Once the gin and sparkling wine are gone, structure matters even more. The best non-alcoholic versions need a botanical bottle with enough snap and a sparkling wine or soda with a finish dry enough to keep the drink from going soft.

Seedlip, Monday Gin, and a few lighter aperitif-adjacent bottles can all work here, but the proportions matter a lot. This drink falls apart quickly when it gets too sweet.

What helps on this page

A dry sparkling bottle and a gin-style base matter more than any garnish ever will on this drink.

Start drier than you think

French 75s are better when the sparkling component finishes fairly dry. French Bloom Le Blanc, Surely Brut, and other brisk NA sparklers make more sense here than bottles that lean juicy or obviously sweet.

If the bubbles are too soft or fruity, the drink starts drifting into brunch punch territory.

Use a gin-style bottle with snap

Monday Gin and Seedlip Grove or Garden can work depending on the direction you want. Monday gives the drink more obvious gin shape. Seedlip can make it feel lighter and more citrus-herbal.

What matters is keeping enough botanical edge that the lemon and bubbles do not wash the base away.

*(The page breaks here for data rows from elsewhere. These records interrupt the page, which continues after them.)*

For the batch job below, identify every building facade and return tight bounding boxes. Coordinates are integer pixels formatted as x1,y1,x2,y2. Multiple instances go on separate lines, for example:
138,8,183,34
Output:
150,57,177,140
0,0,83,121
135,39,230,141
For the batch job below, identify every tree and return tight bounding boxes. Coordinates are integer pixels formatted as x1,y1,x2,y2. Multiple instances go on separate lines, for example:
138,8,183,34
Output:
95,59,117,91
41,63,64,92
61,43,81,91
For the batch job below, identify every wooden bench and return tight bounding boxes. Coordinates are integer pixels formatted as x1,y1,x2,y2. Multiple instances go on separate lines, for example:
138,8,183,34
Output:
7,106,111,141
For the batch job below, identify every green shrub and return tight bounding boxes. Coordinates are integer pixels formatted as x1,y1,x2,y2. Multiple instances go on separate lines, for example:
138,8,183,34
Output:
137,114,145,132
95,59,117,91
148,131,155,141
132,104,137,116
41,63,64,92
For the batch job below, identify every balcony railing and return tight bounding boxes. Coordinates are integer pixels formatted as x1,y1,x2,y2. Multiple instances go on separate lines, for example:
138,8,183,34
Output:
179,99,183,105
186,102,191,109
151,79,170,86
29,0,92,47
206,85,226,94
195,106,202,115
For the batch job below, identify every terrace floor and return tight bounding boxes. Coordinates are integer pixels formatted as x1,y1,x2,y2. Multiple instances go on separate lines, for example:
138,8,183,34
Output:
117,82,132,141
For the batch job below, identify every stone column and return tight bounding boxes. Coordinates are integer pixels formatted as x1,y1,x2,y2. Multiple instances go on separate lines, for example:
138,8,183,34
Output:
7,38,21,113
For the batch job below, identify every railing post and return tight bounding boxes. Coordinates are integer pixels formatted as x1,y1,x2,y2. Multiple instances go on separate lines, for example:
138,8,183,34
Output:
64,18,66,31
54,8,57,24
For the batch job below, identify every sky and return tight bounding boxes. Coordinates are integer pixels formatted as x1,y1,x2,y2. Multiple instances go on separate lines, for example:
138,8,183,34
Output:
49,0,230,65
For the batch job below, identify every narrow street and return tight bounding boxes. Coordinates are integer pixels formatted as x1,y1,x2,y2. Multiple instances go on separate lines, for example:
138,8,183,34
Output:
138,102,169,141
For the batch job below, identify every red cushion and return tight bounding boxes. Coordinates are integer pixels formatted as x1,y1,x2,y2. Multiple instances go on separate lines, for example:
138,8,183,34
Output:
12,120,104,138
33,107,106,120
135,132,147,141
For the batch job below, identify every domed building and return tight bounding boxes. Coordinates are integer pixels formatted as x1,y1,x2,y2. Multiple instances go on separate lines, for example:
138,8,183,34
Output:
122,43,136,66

This drink should stay lean

Use less sugar than you think. In a non-alcoholic French 75, extra sweetness is usually the first thing that makes the drink feel wrong.

Good sparkling, cold glassware, and a restrained hand with citrus often matter more than adding anything else.

Bottom line

The best non-alcoholic French 75s feel bright, dry, and celebratory. Once they get sweet or soft, they stop feeling like a French 75 at all.